As my old teacher Dale Martin has put it:

The meanings of words are products of social consensus. We take words to mean certain things because we assume a social consensus or agreement about how we will take the words, which demonstrates not that words or texts contain their own meaning or can control their own interpretation, but that meaning is the result of socially learned assumptions about language. (Pedagogy of the Bible, 37)

Just as texts don’t contain their own interpretations, words don’t have any particular necessary connection to the material world.
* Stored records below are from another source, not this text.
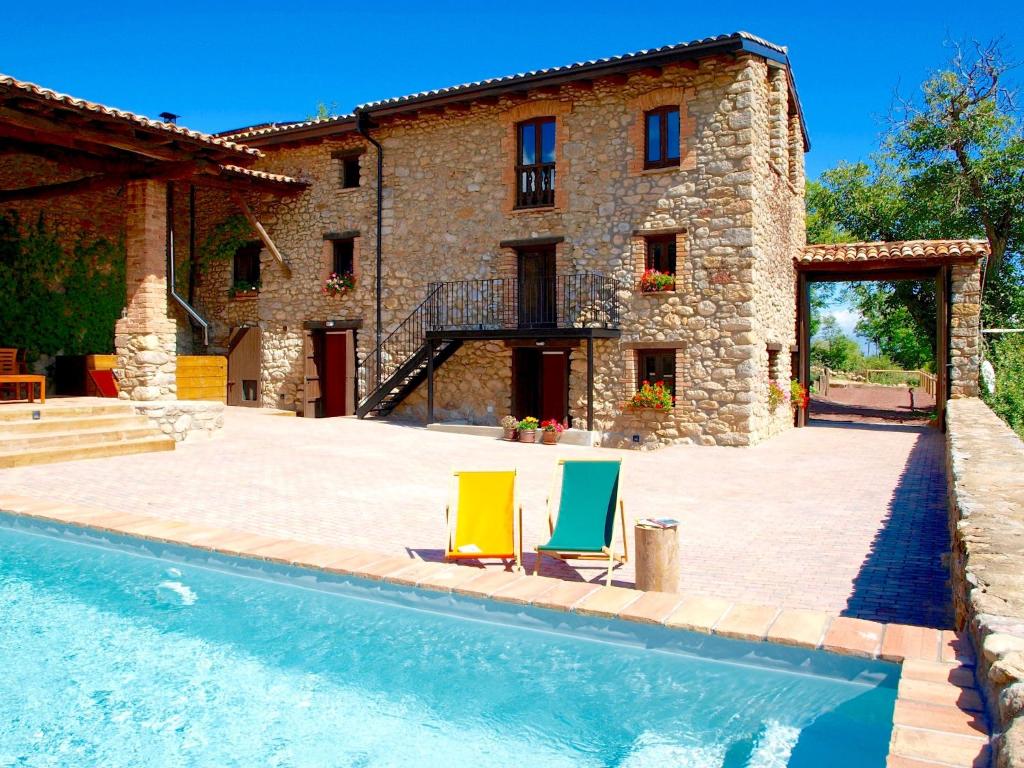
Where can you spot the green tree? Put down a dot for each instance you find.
(951, 166)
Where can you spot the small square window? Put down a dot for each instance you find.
(662, 137)
(656, 366)
(660, 254)
(350, 172)
(246, 267)
(344, 256)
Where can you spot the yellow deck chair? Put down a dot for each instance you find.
(481, 517)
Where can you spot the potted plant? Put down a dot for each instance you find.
(339, 285)
(551, 430)
(509, 424)
(655, 396)
(776, 396)
(527, 429)
(798, 395)
(244, 290)
(654, 282)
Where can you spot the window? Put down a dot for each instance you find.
(662, 137)
(656, 366)
(246, 271)
(536, 163)
(350, 172)
(660, 254)
(344, 256)
(348, 168)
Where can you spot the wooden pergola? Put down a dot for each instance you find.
(83, 146)
(953, 265)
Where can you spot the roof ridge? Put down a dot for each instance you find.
(82, 103)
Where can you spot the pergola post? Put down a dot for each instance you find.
(145, 336)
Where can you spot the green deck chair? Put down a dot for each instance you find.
(588, 506)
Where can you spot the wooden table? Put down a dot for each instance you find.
(27, 380)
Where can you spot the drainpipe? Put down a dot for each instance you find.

Broad social consensus exists for the meanings of most words, and so we don’t generally think about our own role in maintaining that status quo until we are reminded through a direct challenge to that consensus by Humpty Dumpty (or Kellyanne Conway).

So, my working assumption now (until I’m corrected by further conversations with colleagues!) is that our words really do make our worlds, so we have the responsibility to try our best to use words as thoughtfully as we can.